The results of a recent poll sponsored by the Harvard-Radcliffe Constitutional Convention confirmed not only that Harvard students are dissatisfied with student government at Harvard, but that strong student sympathies on University issues were quite scarce. One reason that apathy prospers on this campus lies in the clandestine way many decisions are made at Harvard. Consider the core curriculum proposals, for instance. Right now the members of two of the five groups which supposedly constitute student government at Harvard are feverishly wrangling over a new 35-page report that everyone knows contains the key to the fate of general education. Although the dedicated student members of the CUE and the Educational Research Group (ERG) surely have only the interests of their fellow students at heart, these representatives will find it somewhat difficult to gauge opinions that do not exist. The lack of such opinions can be largely attributed to the fact that campus reporters are barred from the CUE and the ERG meetings, and that the core curriculum report remains hidden from public sight. Decisions are being made, major issues are being discussed, but only a handful of people can presently participate.

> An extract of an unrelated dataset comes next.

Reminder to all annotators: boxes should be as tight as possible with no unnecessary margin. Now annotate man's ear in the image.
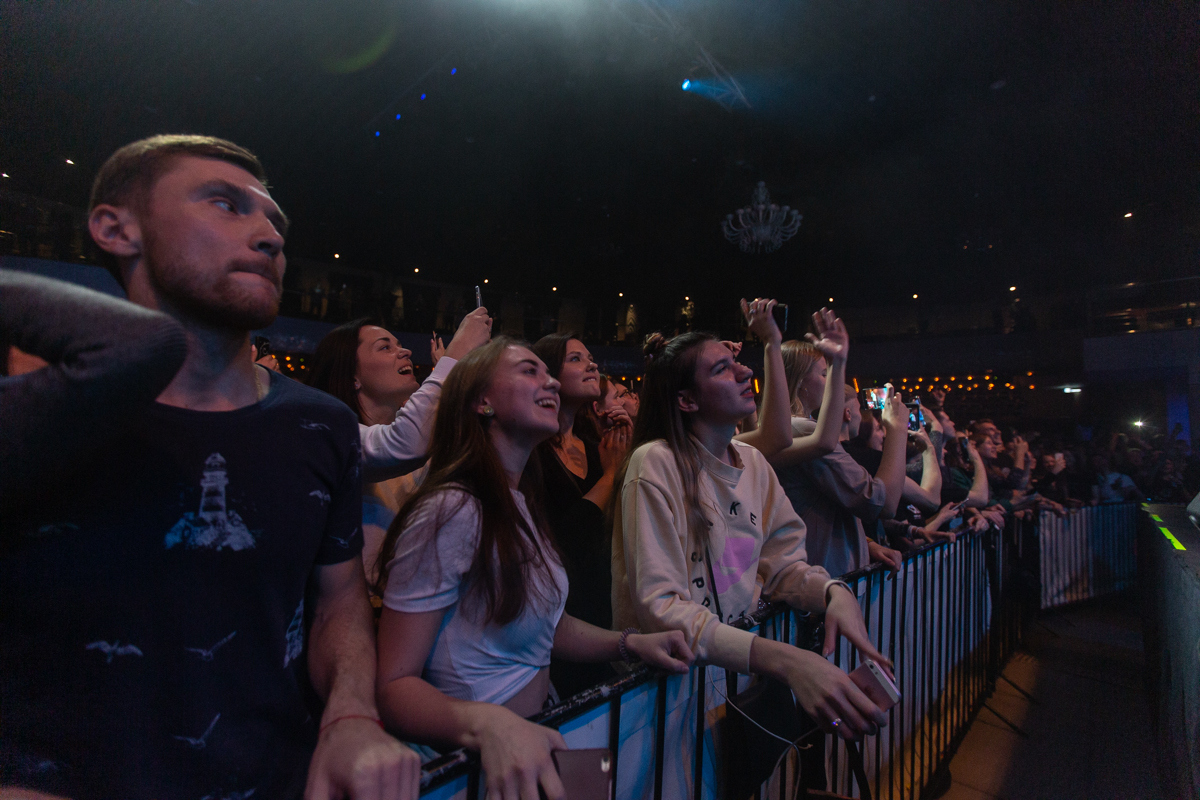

A HANDFUL OF CUE and ERG members cannot inform all the students; that is why communities have newspapers. It does not matter how many notices these student representatives tack on bulletin boards or how well-organized their publicity sub-committees are organized. Exclusion of the media is a sly and subtle maneuver that masks the real intent behind a ruse--the intent to exclude students from substantive participation in decision-making at Harvard.

Many could argue convincingly that students and their parents have no business trying to influence decisions at Harvard. Someone with this point of view could well see Harvard as a colossal business corporation that produces a commodity for market consumption--an education, a label, opportunities for higher incomes and greater status. The consumers--students and their parents--can either purchase Harvard's expensive product or choose another. A person with this perspective would also probably favor elite rule over democratic rule, believing students and parents too incompetent to actually deserve any voice in the how's and why's of educating students.

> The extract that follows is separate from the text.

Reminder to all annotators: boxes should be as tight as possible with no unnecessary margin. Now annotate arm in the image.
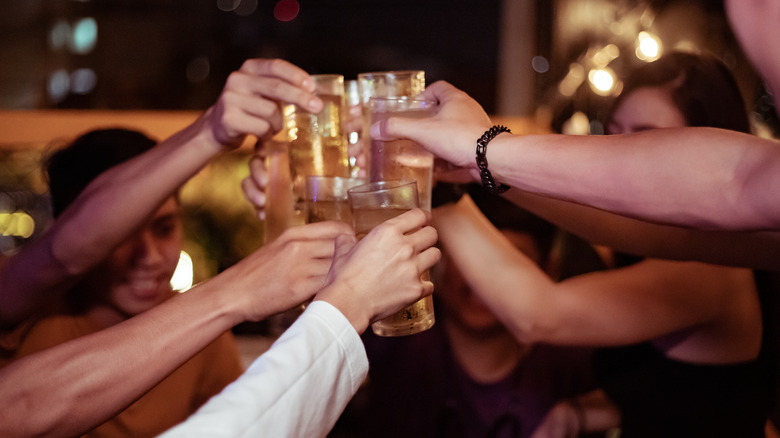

But there are many individuals here who perhaps naively believe that Harvard is a community of intelligent adults, all interested in improving the quality of education here and that all members of the Harvard community should exert some influence on such a crucial decision as a revision of general education. No one thinks each freshman should have as much sway as Dean Rosovsky, but there are many who resent their total exclusion, or at least being totally uninformed about what is going on.

THE APATHY OF THE STUDENTS at Harvard seems to suit many professors and administrators just fine. Even though the core curriculum issue cannot compare to the Vietnam war, many Harvard officials still remember well the unsettling period when students became much too concerned about having a say in how Harvard conducts its affairs. The fear of aroused students perhaps still lingers. No one likes to share power, especially the administrators of an elite university. Besides, what the students don't know well, won't hurt them.